Make sure the function call in Step 8 is only one uncommented, so it looks like this:

<CodeGroup>
  ```bash TypeScript theme={null}
  // 8. Sign, sponsor, and submit the transaction
  const pendingTx = // await signer.executeGaslessTransaction(simpleTx);
                    await signSponsorAndSubmitTransactionInTwoSteps(signer, simpleTx)
  ```
</CodeGroup>

Make sure you've saved your changes. Then, in the `shinami-examples/aptos/typescript/backend_examples` directory, run `tsc` to compile the file. Finally, run `node build/invisible_wallet.ts` to run the code. You'll see the transaction digest printed to the console. You can look it up in an explorer like [Aptos Scan](https://aptoscan.com/?network=testnet) (make sure you've selected Testnet).

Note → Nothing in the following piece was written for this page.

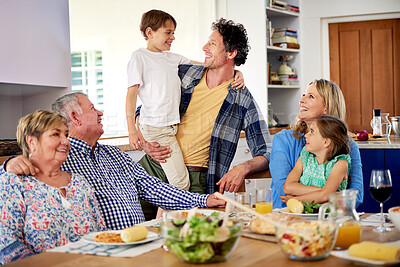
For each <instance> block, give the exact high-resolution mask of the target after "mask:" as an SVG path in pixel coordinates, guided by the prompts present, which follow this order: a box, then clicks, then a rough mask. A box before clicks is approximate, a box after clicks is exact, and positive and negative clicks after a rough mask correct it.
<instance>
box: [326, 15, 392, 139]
mask: <svg viewBox="0 0 400 267" xmlns="http://www.w3.org/2000/svg"><path fill="white" fill-rule="evenodd" d="M328 26H329V57H330V79H331V80H332V81H334V82H335V83H337V84H338V85H339V86H340V88H341V89H342V91H343V94H344V97H345V100H346V109H347V110H346V111H347V112H346V113H347V114H346V115H347V116H346V121H347V123H348V126H349V130H350V131H356V130H361V129H365V130H367V131H369V132H371V127H370V121H371V118H372V109H374V108H380V109H381V111H382V112H386V113H390V116H395V115H400V19H387V20H372V21H358V22H342V23H330V24H329V25H328Z"/></svg>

### Sign a transaction and verify the signature

The below example shows how to sign a transaction and verify the signature.

**Explore the code**

The `signAndVerifyTransaction` does the following:

1. Creates a feePayer SimpleTransaction, where the Invisible Wallet is the sender
2. Generates the Invisible Wallet's signature on the Transaction.
3. Verifies that the signature was valid.

<CodeGroup>
  ```bash TypeScript theme={null}
  async function signAndVerifyTransaction(onChainWalletSigner: ShinamiWalletSigner,
                                                transaction: SimpleTransaction): Promise<void> {

    // 1. Generate the sender signature (from an Invisible Wallet that's been initialized on chain)
    const accountAuthenticator = await onChainWalletSigner.signTransaction(transaction);

    // 2. Verify the signature.
    const signingMessage = aptosClient.getSigningMessage({ transaction });
    const accountAuthenticatorEd25519 = accountAuthenticator as AccountAuthenticatorEd25519;
    const verifyResult = accountAuthenticatorEd25519.public_key.verifySignature(
      {
        message: signingMessage,
        signature: accountAuthenticatorEd25519.signature,
      },
    );
    console.log("\nInvisible Wallet signature was valid:", verifyResult);
  }
  ```
</CodeGroup>

**Run the code**

Make sure the function call in Step 10 is uncommented, so it looks like this:

<CodeGroup>
  ```bash TypeScript theme={null}
  // 10. (optional) Uncomment the next line to sign a transaction and verify the signature:
  await signAndVerifyTransaction(signer, simpleTx);
  ```
</CodeGroup>

Make sure you've saved any changes. Then, in the `shinami-examples/aptos/typescript/backend_examples` directory, run `tsc` to compile the file. Finally, run `node build/invisible_wallet.ts` to run the code.